Der Männergesangverein "Freundschaft" unterhielt die Gäste des Neujahrsempfangs
Der Männergesangverein "Freundschaft" unterhielt die Gäste des Neujahrsempfangs
Kiebitzreihe. Knapp 80 Gäste kamen zum Neujahrsempfang der Gemeinde Kiebitzreihe in den Gemeindesaal an der Hauptstraße. Bei Sekt, Orangensaft und belegten Brötchen unterhielten sich die Teilnehmer ausgezeichnet. Bürgermeisterin Frauke Biehl blickte in ihrer Ansprache wie gewohnt auf das vergangene Jahr zurück und hielt Ausschau auf 2012.
"Unsere Kiebitzreiher Welt ist im Gegensatz zu den großen Problemen im In- und Ausland überschaubarer, dafür aber auch weniger spannend. Aber wollen wir denn überhaupt, dass es anders ist?", fragte sie, denn immerhin brauche man doch einen Platz, an dem man zur Ruhe kommen könne, wenn rundherum alles immer schneller gehen müsse und nichts mehr Bestand habe.

Die Gemeinde habe im vergangenen Jahr die Lückenbebauung auf der Nordseite der Schulstraße auf den Weg gebracht und die Frage der Kostenübernahme mit den meisten Grundstückseigentümern geklärt.
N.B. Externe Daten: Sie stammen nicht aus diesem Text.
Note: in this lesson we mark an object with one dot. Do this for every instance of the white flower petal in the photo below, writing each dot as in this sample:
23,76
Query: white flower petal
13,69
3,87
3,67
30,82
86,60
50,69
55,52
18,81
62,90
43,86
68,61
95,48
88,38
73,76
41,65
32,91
Ein großes Thema für die Gemeinde sei die Kanalisation. Bei der Filmung der Kanäle seien viele Schadstellen gefunden worden, die nach und nach abgearbeitet werden müssen. "Das wird für uns die Aufgabe der nächsten Jahre werden und es ist mit Straßensperrungen zu rechnen. Als erstes werden wir mit dem Sandkamp anfangen", sagte die Bürgermeisterin. Mit dem Baubeginn rechne man im zweiten oder dritten Quartal dieses Jahres. Auch die Kinderbetreuung stehe groß im Fokus der Gemeindepolitik. Die Zusammenarbeit mit dem evangelischen Kindergarten, der sich mit flexiblen Öffnungszeiten auf die Bedürfnisse der Eltern eingestellt habe, sowie die Förderung der Betreuung bei Tagesmüttern sorge dafür, das man für die Zukunft gut aufgestellt sei. "Wir wissen aber auch, dass in Sachen Kinderbetreuung auch weiterhin Bedarf zum Ausbau des Angebotes besteht", so Frauke Biehl.

Die Bürgermeisterin bedankte sich bei allen ehrenamtlichen Mitarbeitern in den Vereinen und Institutionen für deren Einsatz. Viele Aufgaben ließen sich gemeinsam leichter lösen. Ein gutes Beispiel sei dafür die Sanierung des Spielplatzes Dreieichen. Dort hätten die Mitglieder der Task Force Spielplatz die Vorplanung gemacht und zusammen mit einigen Anwohnern und Gemeindevertretern die Pläne in die Tat umgesetzt.